(693a) Antibody Microarrays for Probing the Binding Cooperativity of Leukemia-Associated Cell Surface Antigens

In the past several years, many novel targeted, immunosuppressive therapies have been developed for the treatment of leukemia. However, their therapeutic effects can deviate substantially from patient to patient due to variations in the levels of leukemia-associated cell surface antigens that are expressed across a diverse patient population. Efficient strategies for characterizing patient populations with heterogeneous clinical resistance to immunosuppressive therapies have not been established. One major challenge of targeted immunotherapies for leukemia treatment is designing targeting molecules or a repertoire of targeting molecules that can be applied across a heterogeneous population expressing a wide range of leukemia-associated cell surface antigens.

Recent studies have demonstrated that antibody microarrays can be effective tools for profiling leukemia-associated cell surface antigens [1,2]. In general, antibody microarrays quantify antigens expressed on a cell surface by measuring the density of cells captured on spots printed with the relevant antibodies. The level of cell capture depends primarily on the antigen concentration on surface of cells, and the antigen-antibody binding affinity/avidity. Most current strategies use only one targeting antibody for cell capture. The existence of positive cooperativity in the context of multivalent interactions is well recognized in the field of immunology. Thus, targeting strategies that can take advantage of multiple antibodies can potentially achieve higher targeting efficiency compared to single antibodies. The use of multiple targeting antibodies, however, requires the development of methods for rapidly and quantitatively characterizing cooperativity in binding cell surface antigens.

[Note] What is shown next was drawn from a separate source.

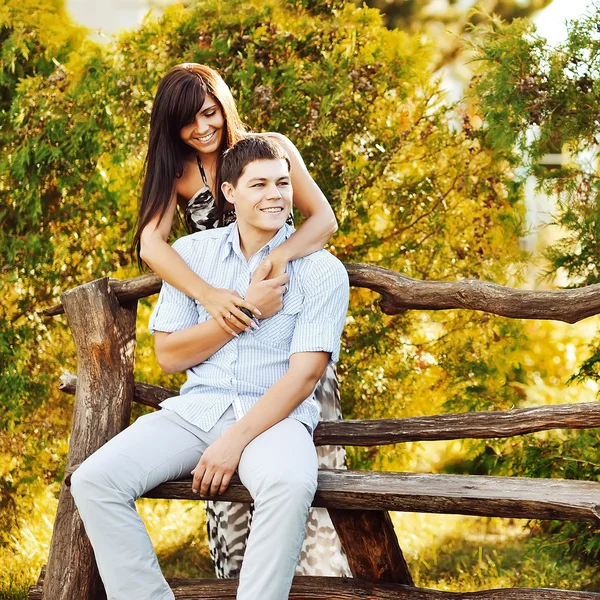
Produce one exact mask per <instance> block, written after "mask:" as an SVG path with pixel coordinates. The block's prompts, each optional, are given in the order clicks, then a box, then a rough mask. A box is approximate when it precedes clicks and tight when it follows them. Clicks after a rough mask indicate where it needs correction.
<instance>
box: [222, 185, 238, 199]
mask: <svg viewBox="0 0 600 600" xmlns="http://www.w3.org/2000/svg"><path fill="white" fill-rule="evenodd" d="M221 191H222V192H223V196H225V199H226V200H227V202H229V203H230V204H235V201H234V199H233V186H232V185H231V184H230V183H229V181H224V182H223V183H222V184H221Z"/></svg>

We have developing antibody microarrays to quantitatively characterize targeting efficiencies of multiple antibodies in a systematic, high-throughput fashion, which enables screening for optimal combinations of antibodies for targeted immunosuppressive therapies. Individual spots on the microarray are printed with different compositions of antibodies, and cell capture on each spot is measured to give the binding efficiency corresponding to that antibody composition. Comparing these results to cell capture on spots printed with the associated single antibodies gives the extent of binding cooperativity. Using a B-cell chronic lymphocytic leukemia cell line, we have shown that multiple antibodies can achieve much higher binding efficiencies compared to single antibodies printed at the same concentration. To investigate the kinetics of cell binding, a parallel-plate flow chamber has been designed to probe the kinetics of cell adhesion and the subsequent shear-induced detachment of bound cells. Time-tracked flow experiments can thus be carried out to estimate the dynamic range of cell binding to spots printed with multiple antibodies, compared to spots printed with single antibodies to provide important insights into the cooperative targeting of leukemia-associated cell surface antigens.

1. Belov, L., et al., Screening microarrays of novel monoclonal antibodies for binding to T-, B- and myeloid leukaemia cells. Journal of Immunological Methods, 2005. 305(1): p. 10-19.

2. Belov, L., et al., Analysis of human leukaemias and lymphomas using extensive immunophenotypes from an antibody microarray. British Journal of Haematology, 2006. 135(2): p. 184-197.